Safari utf8 fix - why?

Hello!

Could somebody direct me to the explanation of Safari UTF8 fix in
browser_filters plugin, namely WHY we need that? For what version of
Safari etc…

There is a mention of a Safari bug on the wiki, but nothing specific,
and google tells me nothing, and plugin code is silent, too…

I ask because I am working on an app which sometimes returns some
JavaScript code in xmlhttprequest response and this Safari fix breaks
the strings inside the code.

This application also uses form_remote with Ajax helpers, and I had
no problem with various strange characters before the fix (MacOSX
10.4.3, Safari 2.0.2).

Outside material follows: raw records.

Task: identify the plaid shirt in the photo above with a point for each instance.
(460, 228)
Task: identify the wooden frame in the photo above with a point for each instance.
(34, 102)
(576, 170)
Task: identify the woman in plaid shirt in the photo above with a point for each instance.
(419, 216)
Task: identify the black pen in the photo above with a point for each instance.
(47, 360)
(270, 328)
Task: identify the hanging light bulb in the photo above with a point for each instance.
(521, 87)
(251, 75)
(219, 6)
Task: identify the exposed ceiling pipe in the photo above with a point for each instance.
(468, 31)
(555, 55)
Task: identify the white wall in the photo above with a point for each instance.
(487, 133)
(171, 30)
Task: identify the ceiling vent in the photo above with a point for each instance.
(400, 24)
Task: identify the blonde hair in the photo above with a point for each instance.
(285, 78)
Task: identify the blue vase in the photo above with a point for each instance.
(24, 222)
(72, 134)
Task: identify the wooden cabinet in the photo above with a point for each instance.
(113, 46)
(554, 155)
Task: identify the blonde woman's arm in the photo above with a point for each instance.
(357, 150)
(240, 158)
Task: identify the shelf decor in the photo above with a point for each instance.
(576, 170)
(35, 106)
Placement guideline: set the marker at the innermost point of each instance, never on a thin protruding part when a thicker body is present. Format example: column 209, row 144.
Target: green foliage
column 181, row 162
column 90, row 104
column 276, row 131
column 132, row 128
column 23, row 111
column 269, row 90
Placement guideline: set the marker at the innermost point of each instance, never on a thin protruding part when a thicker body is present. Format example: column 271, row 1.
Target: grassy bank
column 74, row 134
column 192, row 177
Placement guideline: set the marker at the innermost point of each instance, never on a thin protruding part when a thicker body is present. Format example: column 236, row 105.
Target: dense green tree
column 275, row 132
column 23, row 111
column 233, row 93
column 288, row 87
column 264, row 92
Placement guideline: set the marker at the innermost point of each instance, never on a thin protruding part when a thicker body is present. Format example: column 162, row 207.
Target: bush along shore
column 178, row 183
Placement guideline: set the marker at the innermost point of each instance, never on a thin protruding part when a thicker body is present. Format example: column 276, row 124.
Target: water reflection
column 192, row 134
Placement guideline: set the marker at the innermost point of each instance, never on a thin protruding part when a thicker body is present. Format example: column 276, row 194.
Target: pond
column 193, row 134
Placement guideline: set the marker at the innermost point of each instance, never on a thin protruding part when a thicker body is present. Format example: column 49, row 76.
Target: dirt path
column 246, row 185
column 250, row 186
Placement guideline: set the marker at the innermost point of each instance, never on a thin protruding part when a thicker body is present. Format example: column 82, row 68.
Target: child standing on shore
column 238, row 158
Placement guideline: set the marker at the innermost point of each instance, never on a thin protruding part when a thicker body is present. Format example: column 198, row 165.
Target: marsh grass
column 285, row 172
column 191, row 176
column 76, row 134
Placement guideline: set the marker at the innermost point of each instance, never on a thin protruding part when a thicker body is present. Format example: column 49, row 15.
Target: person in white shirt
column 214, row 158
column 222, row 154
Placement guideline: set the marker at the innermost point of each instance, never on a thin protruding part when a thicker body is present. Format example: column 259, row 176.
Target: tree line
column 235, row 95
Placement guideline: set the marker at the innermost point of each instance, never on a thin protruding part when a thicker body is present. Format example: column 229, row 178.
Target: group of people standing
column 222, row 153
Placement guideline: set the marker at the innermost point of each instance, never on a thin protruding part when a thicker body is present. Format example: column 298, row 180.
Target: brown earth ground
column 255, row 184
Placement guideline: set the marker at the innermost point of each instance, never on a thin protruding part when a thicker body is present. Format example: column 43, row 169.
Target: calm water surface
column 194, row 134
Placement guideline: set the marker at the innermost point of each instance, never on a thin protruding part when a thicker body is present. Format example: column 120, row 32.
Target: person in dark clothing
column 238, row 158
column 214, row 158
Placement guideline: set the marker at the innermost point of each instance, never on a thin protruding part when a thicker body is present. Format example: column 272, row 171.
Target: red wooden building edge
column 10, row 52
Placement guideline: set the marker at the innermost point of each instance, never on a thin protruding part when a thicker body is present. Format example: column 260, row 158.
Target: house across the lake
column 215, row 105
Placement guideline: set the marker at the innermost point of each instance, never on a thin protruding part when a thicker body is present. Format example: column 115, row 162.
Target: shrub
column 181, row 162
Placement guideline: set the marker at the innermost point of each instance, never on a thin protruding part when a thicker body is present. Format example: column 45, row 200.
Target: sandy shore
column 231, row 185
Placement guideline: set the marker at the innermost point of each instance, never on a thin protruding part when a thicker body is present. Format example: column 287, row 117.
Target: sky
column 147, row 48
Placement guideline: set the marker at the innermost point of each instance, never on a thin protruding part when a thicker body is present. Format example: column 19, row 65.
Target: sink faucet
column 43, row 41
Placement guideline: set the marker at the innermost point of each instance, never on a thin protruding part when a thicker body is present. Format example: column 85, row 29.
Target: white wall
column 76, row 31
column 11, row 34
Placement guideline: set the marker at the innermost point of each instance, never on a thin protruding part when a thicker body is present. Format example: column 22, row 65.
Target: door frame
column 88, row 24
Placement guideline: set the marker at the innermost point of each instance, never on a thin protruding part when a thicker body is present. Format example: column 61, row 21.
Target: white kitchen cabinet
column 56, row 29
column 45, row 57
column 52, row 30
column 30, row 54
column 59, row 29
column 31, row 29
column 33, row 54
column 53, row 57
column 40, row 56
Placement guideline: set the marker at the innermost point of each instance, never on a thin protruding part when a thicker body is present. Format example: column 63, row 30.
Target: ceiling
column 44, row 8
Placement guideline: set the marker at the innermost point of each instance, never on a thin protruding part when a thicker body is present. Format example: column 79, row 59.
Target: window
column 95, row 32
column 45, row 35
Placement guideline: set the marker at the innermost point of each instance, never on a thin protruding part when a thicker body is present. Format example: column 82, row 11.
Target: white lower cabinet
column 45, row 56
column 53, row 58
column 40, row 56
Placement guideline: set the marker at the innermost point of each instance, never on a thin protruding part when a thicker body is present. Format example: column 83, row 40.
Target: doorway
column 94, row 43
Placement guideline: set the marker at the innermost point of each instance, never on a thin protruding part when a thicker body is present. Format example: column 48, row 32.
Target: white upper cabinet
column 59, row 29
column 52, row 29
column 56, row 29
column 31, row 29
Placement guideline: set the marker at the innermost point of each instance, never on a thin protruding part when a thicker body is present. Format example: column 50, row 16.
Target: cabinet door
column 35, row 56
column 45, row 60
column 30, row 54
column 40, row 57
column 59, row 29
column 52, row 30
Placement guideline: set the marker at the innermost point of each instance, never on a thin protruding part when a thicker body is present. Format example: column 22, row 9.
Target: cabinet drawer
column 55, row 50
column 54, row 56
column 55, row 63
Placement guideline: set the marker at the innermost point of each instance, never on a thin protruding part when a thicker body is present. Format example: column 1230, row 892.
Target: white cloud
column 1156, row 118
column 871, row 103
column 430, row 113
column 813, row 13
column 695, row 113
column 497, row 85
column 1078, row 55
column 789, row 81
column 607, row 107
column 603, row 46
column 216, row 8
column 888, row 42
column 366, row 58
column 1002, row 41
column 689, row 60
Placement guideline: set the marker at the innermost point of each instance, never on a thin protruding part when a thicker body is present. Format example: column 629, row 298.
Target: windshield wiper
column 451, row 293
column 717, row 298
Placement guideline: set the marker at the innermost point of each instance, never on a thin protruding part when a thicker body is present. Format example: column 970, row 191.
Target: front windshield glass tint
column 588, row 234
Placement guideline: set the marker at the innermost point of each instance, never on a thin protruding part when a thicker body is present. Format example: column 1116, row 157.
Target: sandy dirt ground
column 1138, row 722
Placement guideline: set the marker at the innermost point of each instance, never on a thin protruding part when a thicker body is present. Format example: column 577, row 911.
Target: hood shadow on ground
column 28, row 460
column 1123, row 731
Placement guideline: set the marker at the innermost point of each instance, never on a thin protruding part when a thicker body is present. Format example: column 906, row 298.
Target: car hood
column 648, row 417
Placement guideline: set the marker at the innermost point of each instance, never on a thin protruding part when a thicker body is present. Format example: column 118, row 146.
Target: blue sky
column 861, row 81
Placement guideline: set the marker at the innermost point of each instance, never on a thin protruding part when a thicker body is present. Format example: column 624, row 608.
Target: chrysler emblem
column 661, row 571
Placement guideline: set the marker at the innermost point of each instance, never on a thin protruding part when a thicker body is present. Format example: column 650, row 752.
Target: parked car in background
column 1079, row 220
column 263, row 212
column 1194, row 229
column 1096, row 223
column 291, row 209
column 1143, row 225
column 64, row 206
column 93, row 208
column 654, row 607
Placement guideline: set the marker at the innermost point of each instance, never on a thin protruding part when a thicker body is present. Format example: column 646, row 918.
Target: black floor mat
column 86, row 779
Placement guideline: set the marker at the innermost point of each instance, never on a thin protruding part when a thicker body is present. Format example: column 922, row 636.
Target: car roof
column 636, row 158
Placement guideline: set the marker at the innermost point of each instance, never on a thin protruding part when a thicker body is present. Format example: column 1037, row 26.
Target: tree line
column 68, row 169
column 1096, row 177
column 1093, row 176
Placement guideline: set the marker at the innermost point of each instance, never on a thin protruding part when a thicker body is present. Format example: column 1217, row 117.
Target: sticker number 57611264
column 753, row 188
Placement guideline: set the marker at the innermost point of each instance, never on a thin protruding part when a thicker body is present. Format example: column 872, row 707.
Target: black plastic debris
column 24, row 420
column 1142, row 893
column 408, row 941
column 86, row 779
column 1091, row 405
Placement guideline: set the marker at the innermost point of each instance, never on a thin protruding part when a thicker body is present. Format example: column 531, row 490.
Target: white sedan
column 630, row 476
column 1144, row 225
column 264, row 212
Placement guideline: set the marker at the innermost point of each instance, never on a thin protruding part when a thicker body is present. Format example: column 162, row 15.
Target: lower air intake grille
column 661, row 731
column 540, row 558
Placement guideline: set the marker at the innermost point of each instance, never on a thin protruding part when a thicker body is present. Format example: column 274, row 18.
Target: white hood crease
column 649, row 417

I know for sure, because these characters are
now encoded and break my javascript code, but not results of my forms
(without plugin both work OK).

Does an application need this fix if users are guaranteed to run
latest Safari?

izidor

On 3-dec-2005, at 11:34, Izidor J. wrote:

Hello!

Could somebody direct me to the explanation of Safari UTF8 fix in
browser_filters plugin, namely WHY we need that? For what version
of Safari etc…
I think it’s for versions of Safari older than 2.0, and what it does
is it replaces all the “higher” characters (above ASCII range) that
are UTF-8 chars into their decimal entity equivalents (थ)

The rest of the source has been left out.